Reportedly, nineteen organizations, including "Unitarian church groups, gun ownership advocates, and a broad coalition of membership and political advocacy organizations" have joined the Electronic Frontier Foundation (EFF) in a suit filed against the National Security Agency (NSA) for "their First Amendment right of association by illegally collecting their call records."
At the heart of First Unitarian Church of Los Angeles v. NSA is the bulk telephone records collection program that was confirmed by last month's publication of an order from the Foreign Intelligence Surveillance Court (FISC). The Director of National Intelligence (DNI) further confirmed that this formerly secret document was legitimate, and part of a broader program to collect all major telecommunications customers' call histories. The order demands wholesale collection of every call made, the location of the phone, the time of the call, the duration of the call, and other "identifying information" for every phone and call for all customers of Verizon for a period of three months. Government officials further confirmed that this was just one of series of orders issued on a rolling basis since at least 2006.
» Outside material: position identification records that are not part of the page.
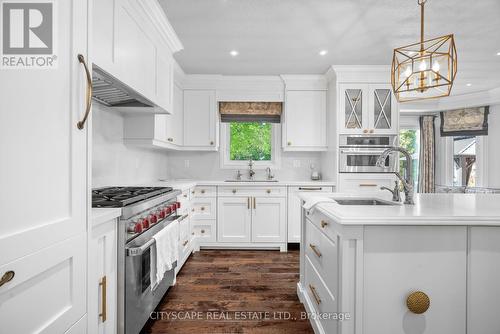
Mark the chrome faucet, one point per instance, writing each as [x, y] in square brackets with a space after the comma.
[270, 176]
[251, 172]
[407, 181]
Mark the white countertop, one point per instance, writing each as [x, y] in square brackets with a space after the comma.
[102, 215]
[429, 209]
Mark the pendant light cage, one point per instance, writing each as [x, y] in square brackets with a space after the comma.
[424, 70]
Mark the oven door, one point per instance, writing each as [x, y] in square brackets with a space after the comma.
[363, 160]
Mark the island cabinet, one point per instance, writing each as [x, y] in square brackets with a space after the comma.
[398, 277]
[253, 215]
[367, 109]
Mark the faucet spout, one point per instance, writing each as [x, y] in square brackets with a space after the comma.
[407, 181]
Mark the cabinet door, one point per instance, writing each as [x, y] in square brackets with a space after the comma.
[305, 121]
[102, 263]
[383, 111]
[234, 219]
[353, 108]
[199, 118]
[269, 219]
[295, 210]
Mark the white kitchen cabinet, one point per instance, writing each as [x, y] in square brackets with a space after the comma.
[367, 109]
[102, 278]
[295, 208]
[269, 219]
[234, 219]
[43, 176]
[305, 121]
[200, 120]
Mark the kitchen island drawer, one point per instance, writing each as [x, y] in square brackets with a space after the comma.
[253, 191]
[323, 253]
[323, 303]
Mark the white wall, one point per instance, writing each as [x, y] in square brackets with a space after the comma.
[113, 163]
[206, 166]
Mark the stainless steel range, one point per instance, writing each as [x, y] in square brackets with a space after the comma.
[145, 211]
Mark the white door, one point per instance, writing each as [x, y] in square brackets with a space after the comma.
[102, 288]
[353, 108]
[199, 118]
[234, 219]
[295, 209]
[305, 120]
[269, 219]
[43, 177]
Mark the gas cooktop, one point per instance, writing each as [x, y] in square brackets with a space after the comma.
[118, 197]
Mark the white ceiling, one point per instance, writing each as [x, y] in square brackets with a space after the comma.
[285, 36]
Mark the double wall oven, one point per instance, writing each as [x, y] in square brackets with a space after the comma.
[359, 153]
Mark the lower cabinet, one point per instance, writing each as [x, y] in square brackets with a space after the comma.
[102, 278]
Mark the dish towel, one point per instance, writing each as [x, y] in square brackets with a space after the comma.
[311, 203]
[164, 252]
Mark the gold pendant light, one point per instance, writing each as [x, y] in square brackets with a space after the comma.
[424, 70]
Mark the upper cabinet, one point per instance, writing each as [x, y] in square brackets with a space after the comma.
[305, 119]
[134, 45]
[367, 109]
[200, 120]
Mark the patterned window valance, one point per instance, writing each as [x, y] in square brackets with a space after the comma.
[269, 112]
[465, 122]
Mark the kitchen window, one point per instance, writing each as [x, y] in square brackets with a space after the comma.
[244, 141]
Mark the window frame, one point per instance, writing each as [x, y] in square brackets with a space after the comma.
[226, 163]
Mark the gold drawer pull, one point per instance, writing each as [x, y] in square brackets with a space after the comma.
[103, 285]
[315, 294]
[418, 302]
[315, 250]
[7, 277]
"People who hold controversial views whether it's about gun ownership policies, drug legalization, or immigration often must express views as a group in order to act and advocate effectively," said Cohn. "But fear of individual exposure when participating in political debates over high-stakes issues can dissuade people from taking part. That's why the Supreme Court ruled in 1958 that membership lists of groups have strong First Amendment protection. Telephone records, especially complete records collected over many years, are even more invasive than membership lists, since they show casual or repeated inquiries as well as full membership."